The Following Repository Demonstrates the Comparison of Linear Regression and Multiple Linear Regression efficiency by using the housing prediction dataset. It also consists of the visualization of datasets and correlations among attributes of the dataset.
We have used house prediction dataset for our analysis that consist of 31978 Rows and 20 Columns. The 20 columns consist of various attributes that plays an important factor for housing price. The attributes are as described below:
id
bedrooms
bathrooms
sqft_living
sqft_lot
floors
waterfront
view
condition
grade
sqft_above
sqft_basement
yr_built
yr_renovated
zipcode
lat
long
sqft_living15
sqft_lot15
price
The Python code is implemnted using the google colab. The Code consists of the various Python Models which are as stated below:
- Pandas- To perform DataFrames Operations.

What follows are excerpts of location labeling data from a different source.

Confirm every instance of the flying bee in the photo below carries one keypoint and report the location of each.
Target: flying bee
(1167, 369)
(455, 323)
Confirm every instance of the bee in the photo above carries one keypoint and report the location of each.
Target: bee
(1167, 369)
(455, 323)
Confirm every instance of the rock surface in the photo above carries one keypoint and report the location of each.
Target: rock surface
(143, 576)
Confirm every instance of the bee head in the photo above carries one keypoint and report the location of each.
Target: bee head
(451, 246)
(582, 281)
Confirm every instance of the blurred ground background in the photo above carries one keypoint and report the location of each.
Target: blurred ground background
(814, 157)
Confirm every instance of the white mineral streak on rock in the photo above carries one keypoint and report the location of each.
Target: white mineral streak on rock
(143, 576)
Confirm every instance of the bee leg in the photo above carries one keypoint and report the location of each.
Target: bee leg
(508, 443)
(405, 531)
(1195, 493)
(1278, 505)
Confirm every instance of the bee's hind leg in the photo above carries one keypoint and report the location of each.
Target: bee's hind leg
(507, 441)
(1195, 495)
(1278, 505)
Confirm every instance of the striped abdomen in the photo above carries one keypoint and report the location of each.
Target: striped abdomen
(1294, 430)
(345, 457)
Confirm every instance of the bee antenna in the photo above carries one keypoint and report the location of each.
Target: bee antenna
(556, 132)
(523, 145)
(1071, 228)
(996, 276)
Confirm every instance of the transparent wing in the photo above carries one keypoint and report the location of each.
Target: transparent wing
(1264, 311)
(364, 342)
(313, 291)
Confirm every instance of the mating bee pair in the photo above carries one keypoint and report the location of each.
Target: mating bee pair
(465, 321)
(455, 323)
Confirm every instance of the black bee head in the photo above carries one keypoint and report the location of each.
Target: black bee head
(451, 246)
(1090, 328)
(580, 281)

- Numpy- To perform Array Operations.
- Matplotlib- To perform Visualizations.
- Seaborn- To plot subbplots.
- sklearn.preprocessing- To perform Preprocessing i.e., handling missing values.
- sklearn.metrics- To measure the accuracy.
- sklearn.linear_model-To perform linear regression.
- mpl_toolkits.mplot3d- To plot 3d scatter Plot.
- math- To perform Square Root.
The Code displays the values of the dataset. Moreover, it display the top 5 and bottom 5 entries using head and tail respectively. The 5 point summary of dataset is also described using the describe() function. The number of missing values in each row and column are also displayed using isnull() function. The data distribution is described using the histogram subplots.
The linear regression and multiple linear regression are performed using the sklearn module and accuracy is calculated using the Root Mean Square error. Thereafter, the correlation among different attributes is displayed using the 3d scatter plot, spearman rank coeffcient, and corelation matrix.